Thursday, 05 November 2015 12:10

Bihar is back to caste politics

Bihar is back to caste politics



In poll-bound Bihar, political leaders seem to be travelling back in time as they have returned to their old electoral tactic of identity politics and shunned away from the talk on development. This comes as a pungent contrast to the Nitish era in which the JDU and the BJP ended regional satrap Lalu Yadav's 15-year regime by shifting focus from caste issues to civic and economic promises.


The two parties, before they parted ways, did extremely well by not just ending the caste psyche but transforming voters from caste-driven cheer groups into informed and progressive citizens who kept assessing the work of their leaders and voted on the basis of performance. That was one reason why the Rashtriya Janata Dal led by Lalu Yadav, which was known for its notorious Jungle Raj days, found its vote bank eroding continuously in the last one decade. But not any longer.


The parting of ways between Nitish Kumar's Janata Dal United and the Bharatiya Janata Party, which is now single handedly dominated by Prime Minister Narendra Modi and party president Amit Shah, created a strange situation where caste made a comeback. The rivalry between Modi and Nitish is well-known, and the two leaders were so keen to pin down each other in the Bihar elections, that they thought of revoking the long forgotten caste-politics and use it as their magic wand.


For many years, the JDU and the BJP had complemented each other electorally to manage stunning victories in even traditionally unfavourable constituencies. While the JDU brought for the BJP the elusive OBC votes, the BJP paid back the favour to its ally by getting them the support of the upper castes. So perfect was this poll combination that Lalu Yadav could do nothing but bemoan his fate as he kept losing one election after the other.


But post the break-up in late 2013, the JDU and the BJP both realised they had no longer the majority support. Had the two parties stuck to their development agenda, people would have surely stood by them and endorsed their progressive politics one more time. Just like they blessed the BJP in the general election in 2014, they would have returned Nitish in the state elections, thus giving both the parties their due share in national and state elections, respectively.


But here, the animosity between Modi and Nitish played the spoilsport. the two leaders did not want to take a chance. They did not trust people's allegiance to development politics, which their parties had created. In order to ensure a guaranteed victory, they resorted to go back to the classic tropes of caste politics.


The BJP, which already had a Dalit ally in Ram Vilas Paswan's Lok Janshakti Party and an OBC ally in Upendra Kushwaha's Rashtriya Lok Samta Party, went even furtehr and accommodated Jitan Ram Manjhi's Hindustani Awam Morcha. Although the BJP had nothing in common with HAM when it came to political ideology or objectives, it went ahead with this alliance to get an edge over the Maha dalit votes which Manjhi may bring.
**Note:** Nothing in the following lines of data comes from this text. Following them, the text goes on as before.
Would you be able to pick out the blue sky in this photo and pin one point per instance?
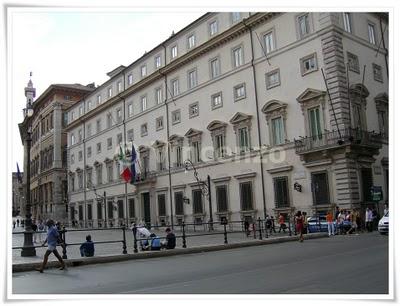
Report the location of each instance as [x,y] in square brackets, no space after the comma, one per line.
[71,46]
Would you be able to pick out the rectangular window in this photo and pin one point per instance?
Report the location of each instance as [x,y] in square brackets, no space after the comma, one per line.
[213,27]
[246,196]
[191,41]
[90,213]
[216,101]
[272,79]
[131,208]
[278,135]
[353,62]
[159,123]
[219,145]
[320,188]
[347,22]
[214,68]
[239,92]
[308,64]
[109,120]
[110,208]
[371,33]
[377,70]
[129,135]
[99,174]
[237,57]
[197,201]
[269,42]
[175,87]
[120,204]
[157,61]
[179,203]
[143,129]
[130,110]
[179,156]
[143,103]
[235,17]
[281,192]
[194,110]
[99,210]
[304,25]
[110,172]
[196,152]
[161,205]
[119,115]
[244,139]
[143,71]
[222,198]
[174,51]
[158,96]
[119,138]
[176,116]
[315,123]
[192,78]
[98,125]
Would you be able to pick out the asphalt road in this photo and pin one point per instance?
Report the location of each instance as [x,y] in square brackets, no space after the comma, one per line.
[335,265]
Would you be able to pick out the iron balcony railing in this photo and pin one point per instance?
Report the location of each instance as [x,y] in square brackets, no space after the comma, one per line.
[334,139]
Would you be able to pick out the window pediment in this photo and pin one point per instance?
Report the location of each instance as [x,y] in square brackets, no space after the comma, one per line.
[310,94]
[274,108]
[359,90]
[239,117]
[216,124]
[158,144]
[193,132]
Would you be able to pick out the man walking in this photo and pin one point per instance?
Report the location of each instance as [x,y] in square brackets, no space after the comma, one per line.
[52,238]
[329,219]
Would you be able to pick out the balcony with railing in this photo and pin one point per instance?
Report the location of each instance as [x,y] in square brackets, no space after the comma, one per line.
[339,138]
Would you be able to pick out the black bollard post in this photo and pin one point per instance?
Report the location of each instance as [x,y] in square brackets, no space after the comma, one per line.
[64,244]
[225,234]
[134,230]
[259,228]
[183,235]
[124,240]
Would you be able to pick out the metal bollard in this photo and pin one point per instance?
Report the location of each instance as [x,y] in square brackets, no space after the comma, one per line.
[225,234]
[124,240]
[64,245]
[183,235]
[134,230]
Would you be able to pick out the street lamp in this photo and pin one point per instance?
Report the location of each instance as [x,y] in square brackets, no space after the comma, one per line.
[28,248]
[205,187]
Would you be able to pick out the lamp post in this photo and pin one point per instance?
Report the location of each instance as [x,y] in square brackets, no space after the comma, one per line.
[205,187]
[28,248]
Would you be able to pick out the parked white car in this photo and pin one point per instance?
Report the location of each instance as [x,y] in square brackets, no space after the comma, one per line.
[383,225]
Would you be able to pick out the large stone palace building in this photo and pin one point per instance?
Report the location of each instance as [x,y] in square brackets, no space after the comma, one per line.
[284,112]
[48,153]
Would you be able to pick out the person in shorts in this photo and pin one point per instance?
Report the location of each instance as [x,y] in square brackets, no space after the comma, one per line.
[52,238]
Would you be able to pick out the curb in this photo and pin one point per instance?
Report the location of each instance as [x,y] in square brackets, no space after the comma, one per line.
[164,253]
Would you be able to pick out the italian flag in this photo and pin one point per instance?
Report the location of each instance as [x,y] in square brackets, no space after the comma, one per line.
[125,171]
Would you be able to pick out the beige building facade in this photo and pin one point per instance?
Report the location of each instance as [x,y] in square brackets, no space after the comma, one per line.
[284,112]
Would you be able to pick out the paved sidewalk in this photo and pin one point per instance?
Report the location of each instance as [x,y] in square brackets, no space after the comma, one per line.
[207,239]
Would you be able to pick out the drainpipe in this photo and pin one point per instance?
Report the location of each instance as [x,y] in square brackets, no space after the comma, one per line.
[384,46]
[168,146]
[257,117]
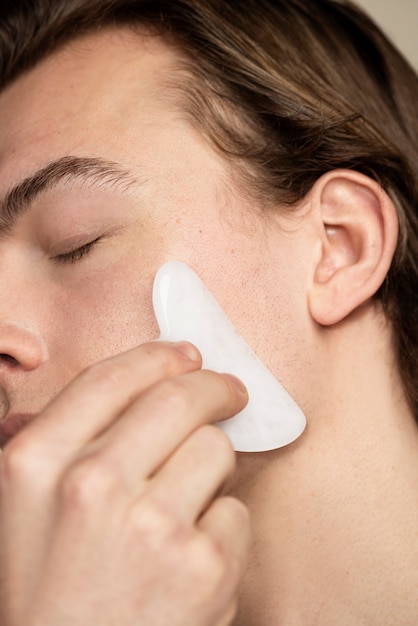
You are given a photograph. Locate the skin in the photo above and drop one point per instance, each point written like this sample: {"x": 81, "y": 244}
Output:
{"x": 333, "y": 515}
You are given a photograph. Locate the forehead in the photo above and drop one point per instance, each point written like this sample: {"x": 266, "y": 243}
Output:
{"x": 87, "y": 96}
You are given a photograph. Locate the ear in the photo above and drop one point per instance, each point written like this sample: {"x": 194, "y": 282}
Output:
{"x": 357, "y": 236}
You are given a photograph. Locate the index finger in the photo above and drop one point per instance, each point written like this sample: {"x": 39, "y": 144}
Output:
{"x": 97, "y": 396}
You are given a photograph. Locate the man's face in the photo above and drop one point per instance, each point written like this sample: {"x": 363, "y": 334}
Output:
{"x": 123, "y": 168}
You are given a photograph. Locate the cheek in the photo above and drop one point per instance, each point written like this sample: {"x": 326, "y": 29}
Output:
{"x": 103, "y": 316}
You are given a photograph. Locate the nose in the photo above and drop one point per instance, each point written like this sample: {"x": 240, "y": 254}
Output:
{"x": 20, "y": 347}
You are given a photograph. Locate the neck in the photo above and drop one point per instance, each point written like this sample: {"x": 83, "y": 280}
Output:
{"x": 335, "y": 514}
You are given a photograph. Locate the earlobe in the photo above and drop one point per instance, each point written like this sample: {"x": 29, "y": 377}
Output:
{"x": 358, "y": 235}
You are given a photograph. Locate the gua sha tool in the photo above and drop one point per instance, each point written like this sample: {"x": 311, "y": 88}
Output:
{"x": 187, "y": 311}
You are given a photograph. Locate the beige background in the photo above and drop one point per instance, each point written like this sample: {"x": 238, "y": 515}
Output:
{"x": 399, "y": 19}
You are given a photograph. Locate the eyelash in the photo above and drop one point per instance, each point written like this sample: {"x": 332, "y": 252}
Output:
{"x": 75, "y": 255}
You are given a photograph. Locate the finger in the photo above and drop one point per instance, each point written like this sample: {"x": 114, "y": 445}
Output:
{"x": 227, "y": 523}
{"x": 97, "y": 397}
{"x": 193, "y": 475}
{"x": 158, "y": 422}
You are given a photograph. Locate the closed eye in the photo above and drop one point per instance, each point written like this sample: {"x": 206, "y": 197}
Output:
{"x": 75, "y": 255}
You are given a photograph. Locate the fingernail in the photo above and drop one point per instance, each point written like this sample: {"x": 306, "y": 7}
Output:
{"x": 237, "y": 383}
{"x": 188, "y": 350}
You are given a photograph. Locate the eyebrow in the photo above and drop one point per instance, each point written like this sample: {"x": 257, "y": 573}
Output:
{"x": 93, "y": 171}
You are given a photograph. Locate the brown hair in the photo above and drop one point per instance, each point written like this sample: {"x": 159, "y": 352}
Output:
{"x": 314, "y": 86}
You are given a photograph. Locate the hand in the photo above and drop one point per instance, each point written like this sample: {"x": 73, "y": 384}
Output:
{"x": 109, "y": 513}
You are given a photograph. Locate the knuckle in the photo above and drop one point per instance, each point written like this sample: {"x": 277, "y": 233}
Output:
{"x": 89, "y": 480}
{"x": 216, "y": 445}
{"x": 106, "y": 374}
{"x": 155, "y": 522}
{"x": 173, "y": 394}
{"x": 167, "y": 359}
{"x": 207, "y": 564}
{"x": 19, "y": 461}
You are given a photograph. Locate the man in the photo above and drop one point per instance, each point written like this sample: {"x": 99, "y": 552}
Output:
{"x": 257, "y": 144}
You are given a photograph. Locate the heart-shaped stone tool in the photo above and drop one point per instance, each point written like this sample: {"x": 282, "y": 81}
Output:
{"x": 186, "y": 310}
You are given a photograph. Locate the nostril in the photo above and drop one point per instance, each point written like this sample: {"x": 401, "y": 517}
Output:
{"x": 6, "y": 358}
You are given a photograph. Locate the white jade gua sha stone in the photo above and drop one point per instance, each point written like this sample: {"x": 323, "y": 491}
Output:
{"x": 187, "y": 311}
Similarly, Nitish stunned everybody by joining hands with his bete noire Lau Yadav, whose jungle raj he had so scathingly criticised all through these years. In order to cement the Yadav votes, which Lalu is said to represent, Nitish forgot all the wrongs Lalu had done during his regime, pushing Bihar to the very nadir in the list of undeveloped states. 


From here onwards, BJP and JDU forgot every tenet of the development politics which they themselves had nurtured in the state. Every day they surprised people with their public endorsement of caste based politics. The JDU joined together the RJD to demand a caste based census, and focused its poll campaign to that end. The BJP declared that it will not let any member of the upper caste community become the chief minister. Clearly, it is an unabashed declaration that they are ready to stifle talent in the state on the basis of caste, as no upper caste man or woman, however talented he or she may be, cannot make it to the top post.


The BJP further went a few notches down when it publicly distanced itself from the RSS remarks on reservation. The Rashtriya Swayamsevak Sangh, the ideological mentor of the BJP, had said that it is time to do away with caste based reservation and privileges should be given to only those who are financially constrained. But instead of seconding this positive suggestion, the BJP came out with a loud and clear message that it did not agree with the RSS statement.


PM Modi begun his first rally in the state with an appeal to the Raghuvanshis. Paswan said that the Mndal style reservation has not benefitted the dalits. And Manjhi gave out a loud call that OBCs have an anti-dalit mindset. In the Nitish camp, in most of their rallies, Nitish and Lalu talk more about the caste background of their candidates than their election agenda.


Given this scenario, it is difficult to predict who would win and who would lose. But the people of Bihar have already suffered the biggest set back. They are now no longer left with the choice to vote on the plank of development.